Let’s continue looking at the verb ‘to run’ combined with particles. Here are some more of the most common expressions:
‘to run into’ someone means to meet them unexpectedly.
* I ran into Jane in reception. I hadn’t seen her for ages.
* Sara ran into her ex-boyfriend in the supermarket. She said it was very embarrassing.
‘to run on’ diesel or electricity means to use them for power in order to function.
* The motor runs on electricity so it’s very quiet.
* We have a generator that runs on diesel which we use during power cuts.
‘to run out of’ something means to have no more left.
* I can’t make a cake, we’ve run out of eggs.
* When I was a student and my money ran out, I lived on pasta.
‘to run out’ means to pass the time limit or expire.

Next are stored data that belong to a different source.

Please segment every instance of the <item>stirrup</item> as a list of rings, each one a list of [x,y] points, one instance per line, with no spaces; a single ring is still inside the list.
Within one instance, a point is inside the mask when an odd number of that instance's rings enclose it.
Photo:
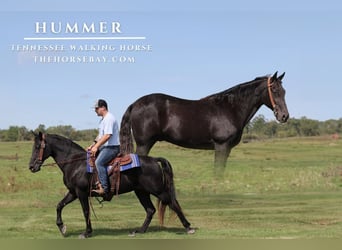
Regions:
[[[97,189],[93,189],[93,190],[91,190],[91,192],[97,193],[98,195],[103,195],[105,193],[105,190],[103,189],[101,183],[98,183]]]

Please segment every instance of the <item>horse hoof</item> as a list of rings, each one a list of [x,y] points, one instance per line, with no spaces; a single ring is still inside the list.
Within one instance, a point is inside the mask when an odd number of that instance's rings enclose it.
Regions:
[[[91,233],[82,233],[78,236],[79,239],[86,239],[91,237]]]
[[[135,232],[130,232],[130,233],[128,234],[128,236],[129,236],[129,237],[135,237]]]
[[[135,237],[135,235],[136,235],[135,233],[136,233],[135,231],[129,232],[128,236],[129,237]]]
[[[194,234],[195,232],[196,232],[196,230],[193,229],[193,228],[188,228],[188,229],[186,230],[186,233],[187,233],[187,234]]]
[[[63,236],[65,236],[66,231],[67,231],[66,225],[62,224],[62,225],[58,226],[58,228],[59,228],[59,231],[61,232],[61,234],[62,234]]]

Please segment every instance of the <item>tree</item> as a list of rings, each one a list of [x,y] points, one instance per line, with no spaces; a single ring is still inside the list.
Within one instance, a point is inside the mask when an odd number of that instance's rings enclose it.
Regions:
[[[263,115],[256,116],[251,122],[251,131],[258,135],[263,135],[265,132],[266,119]]]
[[[280,125],[276,121],[270,121],[265,124],[264,135],[268,137],[276,137],[278,127]]]
[[[36,128],[34,130],[34,132],[35,133],[39,133],[39,132],[46,133],[45,125],[44,124],[39,124],[38,128]]]
[[[17,126],[10,126],[7,130],[7,133],[5,133],[4,141],[17,141],[18,131],[19,128]]]
[[[323,134],[335,134],[341,132],[341,124],[339,124],[338,120],[327,120],[322,122],[322,133]]]
[[[320,135],[319,122],[304,116],[300,119],[300,131],[303,136]]]
[[[300,120],[296,118],[290,118],[285,124],[278,126],[278,137],[294,137],[300,136]]]
[[[72,139],[72,136],[75,135],[76,130],[70,125],[67,125],[67,126],[59,125],[55,127],[49,127],[46,130],[46,133],[58,134],[58,135],[62,135],[62,136]]]

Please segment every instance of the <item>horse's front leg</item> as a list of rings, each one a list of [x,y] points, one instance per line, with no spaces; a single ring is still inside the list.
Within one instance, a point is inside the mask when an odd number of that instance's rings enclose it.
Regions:
[[[228,143],[215,144],[215,175],[216,177],[223,177],[224,169],[227,164],[227,158],[230,154],[231,147]]]
[[[81,202],[84,219],[86,222],[86,230],[84,233],[80,234],[80,238],[89,238],[92,235],[93,229],[91,227],[90,221],[90,206],[87,192],[78,192],[78,199]]]
[[[77,196],[70,193],[69,191],[57,205],[56,224],[58,226],[59,231],[62,233],[63,236],[65,236],[65,233],[66,233],[66,226],[64,225],[63,220],[62,220],[62,210],[67,204],[69,204],[70,202],[73,202],[76,198]]]
[[[137,143],[136,154],[148,155],[151,148],[153,147],[154,143],[155,143],[155,141],[148,141],[145,144],[138,144]]]

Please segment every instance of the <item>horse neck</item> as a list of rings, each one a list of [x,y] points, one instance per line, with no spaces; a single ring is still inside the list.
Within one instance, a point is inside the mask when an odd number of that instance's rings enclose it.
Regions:
[[[72,141],[52,137],[47,143],[51,149],[51,157],[63,172],[65,166],[69,165],[67,163],[69,163],[71,158],[78,159],[82,155],[85,157],[85,152],[77,147]]]
[[[238,107],[237,112],[241,117],[241,126],[244,127],[260,107],[265,104],[265,98],[267,97],[267,79],[241,86],[241,88],[240,94],[237,94],[237,97],[234,98],[234,106]]]

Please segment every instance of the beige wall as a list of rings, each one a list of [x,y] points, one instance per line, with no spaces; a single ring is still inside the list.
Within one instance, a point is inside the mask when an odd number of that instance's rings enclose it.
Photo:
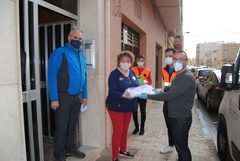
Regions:
[[[20,86],[18,1],[1,0],[0,15],[0,158],[26,160]],[[11,154],[11,158],[9,158]]]
[[[221,44],[217,48],[217,64],[222,67],[224,64],[232,64],[235,60],[239,44],[228,43]],[[224,51],[228,51],[228,59],[224,60]]]
[[[110,53],[111,70],[116,68],[116,55],[121,51],[121,23],[127,24],[140,34],[140,54],[146,56],[146,66],[152,71],[153,86],[155,83],[155,50],[156,46],[161,47],[160,53],[166,49],[167,37],[162,23],[154,13],[150,1],[141,1],[142,19],[134,14],[134,0],[121,0],[121,17],[117,13],[118,0],[112,0],[110,6]],[[159,67],[162,68],[163,55],[160,56]],[[161,70],[159,70],[161,71]],[[162,78],[159,79],[162,81]]]
[[[95,69],[87,69],[88,111],[82,113],[82,144],[103,149],[105,147],[105,64],[107,39],[105,31],[104,0],[80,0],[80,28],[85,40],[95,40]]]
[[[103,150],[110,145],[111,122],[105,110],[107,80],[116,68],[121,51],[121,24],[140,33],[140,54],[146,55],[146,66],[155,81],[155,50],[160,47],[159,71],[167,45],[166,31],[154,13],[150,1],[142,0],[142,19],[133,11],[134,0],[121,0],[122,15],[115,15],[119,0],[79,0],[79,26],[85,40],[95,40],[95,69],[87,69],[88,111],[80,115],[81,144]],[[19,51],[18,1],[0,0],[0,156],[1,161],[26,160],[22,109]],[[159,73],[160,75],[160,73]],[[162,81],[162,78],[159,77]],[[7,146],[2,146],[7,145]],[[11,153],[10,153],[11,152]]]

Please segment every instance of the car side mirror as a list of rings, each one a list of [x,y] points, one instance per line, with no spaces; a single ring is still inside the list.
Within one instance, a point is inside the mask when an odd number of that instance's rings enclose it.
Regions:
[[[221,83],[220,88],[224,90],[233,89],[233,66],[230,64],[225,64],[222,67]]]

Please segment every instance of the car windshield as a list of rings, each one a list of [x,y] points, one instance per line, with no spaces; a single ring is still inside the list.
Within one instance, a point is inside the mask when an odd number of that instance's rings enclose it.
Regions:
[[[199,76],[204,76],[209,71],[211,71],[211,70],[200,70],[198,75]]]

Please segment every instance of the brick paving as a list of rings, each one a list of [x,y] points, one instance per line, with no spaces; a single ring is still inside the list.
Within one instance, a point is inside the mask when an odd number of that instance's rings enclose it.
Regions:
[[[177,152],[160,154],[160,149],[167,143],[167,129],[162,112],[163,102],[148,100],[147,119],[144,135],[132,135],[134,130],[131,121],[128,133],[128,150],[136,154],[134,159],[120,157],[121,161],[176,161]],[[206,140],[196,111],[192,110],[193,123],[189,133],[189,148],[193,161],[219,161],[213,140]],[[138,112],[140,113],[140,112]],[[140,116],[139,116],[140,118]],[[111,161],[111,148],[106,148],[97,161]]]

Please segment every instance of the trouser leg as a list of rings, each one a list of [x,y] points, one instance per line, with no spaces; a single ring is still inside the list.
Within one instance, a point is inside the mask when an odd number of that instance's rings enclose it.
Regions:
[[[192,161],[191,151],[188,147],[188,135],[192,124],[192,117],[169,118],[173,132],[174,145],[178,153],[179,161]]]
[[[121,142],[120,142],[120,150],[122,152],[126,152],[127,151],[128,127],[129,127],[131,118],[132,118],[132,114],[131,113],[124,113],[123,133],[122,133]]]
[[[112,158],[119,158],[119,147],[123,133],[123,113],[108,110],[109,116],[112,121]]]
[[[133,121],[134,121],[135,128],[139,128],[138,127],[139,126],[139,124],[138,124],[138,111],[133,112],[132,115],[133,115]]]
[[[144,130],[145,121],[146,121],[146,99],[138,99],[140,112],[141,112],[141,129]]]
[[[163,104],[163,115],[164,115],[165,123],[166,123],[166,126],[167,126],[168,145],[169,146],[174,146],[174,141],[173,141],[173,137],[172,137],[172,130],[170,128],[169,119],[168,119],[167,102],[164,102],[164,104]]]
[[[65,152],[68,121],[74,97],[68,94],[59,94],[58,97],[59,108],[55,111],[54,156],[56,158],[62,158]]]
[[[79,118],[79,112],[81,107],[80,99],[81,98],[78,96],[74,97],[72,109],[69,114],[67,136],[66,136],[66,143],[65,143],[66,152],[70,152],[77,147],[76,124]]]

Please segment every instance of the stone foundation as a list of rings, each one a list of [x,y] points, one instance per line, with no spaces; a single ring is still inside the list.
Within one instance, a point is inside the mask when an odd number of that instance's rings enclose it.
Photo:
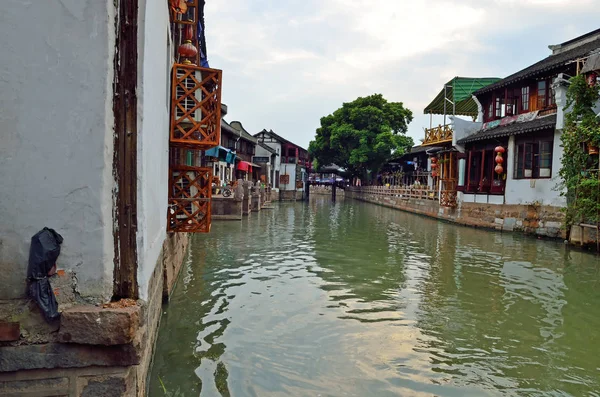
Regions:
[[[164,269],[163,297],[168,299],[187,253],[189,234],[170,233],[163,244],[162,264]]]
[[[271,189],[270,201],[279,201],[279,190]]]
[[[253,211],[253,212],[260,211],[260,207],[261,207],[260,203],[261,203],[260,195],[252,194],[252,196],[250,197],[250,211]]]
[[[295,190],[280,190],[279,201],[296,201]]]
[[[598,248],[598,229],[595,225],[582,224],[571,226],[569,242],[595,250]]]
[[[167,237],[148,301],[121,301],[107,308],[74,305],[63,312],[62,324],[49,326],[47,331],[54,330],[49,335],[0,343],[0,395],[146,395],[163,296],[173,289],[187,244],[186,234]]]
[[[213,197],[210,203],[212,220],[241,220],[242,203],[233,197]]]
[[[435,200],[370,194],[358,189],[346,190],[345,197],[466,226],[561,239],[566,235],[563,229],[564,214],[559,207],[461,203],[458,208],[446,208]]]

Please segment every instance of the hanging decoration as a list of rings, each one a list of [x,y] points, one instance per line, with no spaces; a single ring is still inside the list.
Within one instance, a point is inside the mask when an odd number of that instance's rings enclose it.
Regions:
[[[434,178],[437,178],[437,176],[438,176],[438,171],[437,171],[438,163],[437,162],[438,162],[437,157],[431,158],[431,176]]]
[[[192,39],[194,38],[194,29],[192,25],[186,25],[183,30],[183,44],[179,46],[177,52],[182,58],[185,60],[182,62],[184,64],[193,64],[192,59],[196,59],[198,55],[198,49],[192,43]]]
[[[506,152],[506,149],[504,149],[502,146],[496,146],[494,151],[497,153],[495,159],[496,168],[494,168],[494,171],[496,171],[496,174],[500,175],[504,173],[504,167],[502,166],[502,164],[504,164],[504,158],[502,157],[502,154]]]
[[[186,0],[171,0],[171,10],[177,14],[185,14],[187,12]]]

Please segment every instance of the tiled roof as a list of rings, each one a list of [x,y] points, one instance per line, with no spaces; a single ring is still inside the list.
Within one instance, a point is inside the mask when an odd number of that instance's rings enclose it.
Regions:
[[[540,117],[525,123],[514,123],[501,127],[492,128],[487,131],[479,131],[466,138],[458,140],[457,143],[463,144],[468,142],[483,141],[486,139],[495,139],[510,135],[520,135],[526,132],[534,132],[547,130],[556,126],[556,114]]]
[[[511,74],[510,76],[505,77],[494,84],[490,84],[480,90],[475,91],[473,95],[479,96],[481,94],[485,94],[486,92],[505,87],[519,80],[524,80],[545,72],[552,71],[554,69],[558,69],[573,60],[584,57],[598,48],[600,48],[600,39],[590,41],[589,43],[582,44],[556,55],[550,55],[549,57],[536,62],[517,73]]]

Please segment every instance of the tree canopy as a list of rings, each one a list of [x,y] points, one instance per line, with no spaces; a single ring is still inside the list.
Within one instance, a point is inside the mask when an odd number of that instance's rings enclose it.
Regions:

* I need to get a new passport. It runs out next month.
* I hope they will give me a new contract when my present one runs out at the end of he month.
‘to run over’ means to hit with a vehicle.
* He’s in hospital. He was run over by a car last night.
* You need to know where everything is in case I’m run over by a bus!
‘to run through’ means to repeat or rehearse something to practice or check
* We quickly ran through the program to check that everything was OK.
* Can we run through it again just to be sure we haven’t forgotten anything.
‘to run to’ means to go to someone for help.
* She always runs to me when she needs some help.
* I’m too old to go running to my parents every time I need some money.
‘to run up’ debts or bills means to owe money.
* He very quickly ran up an enormous debt on his credit card.
* We ran up a big bill in the hotel drinking in the bar.
‘to run up against’ problems means to meet difficulties unexpectedly.
* We had no idea about the difficulties we would run up against.
* We ran up against a few problems at the beginning but now it’s fine.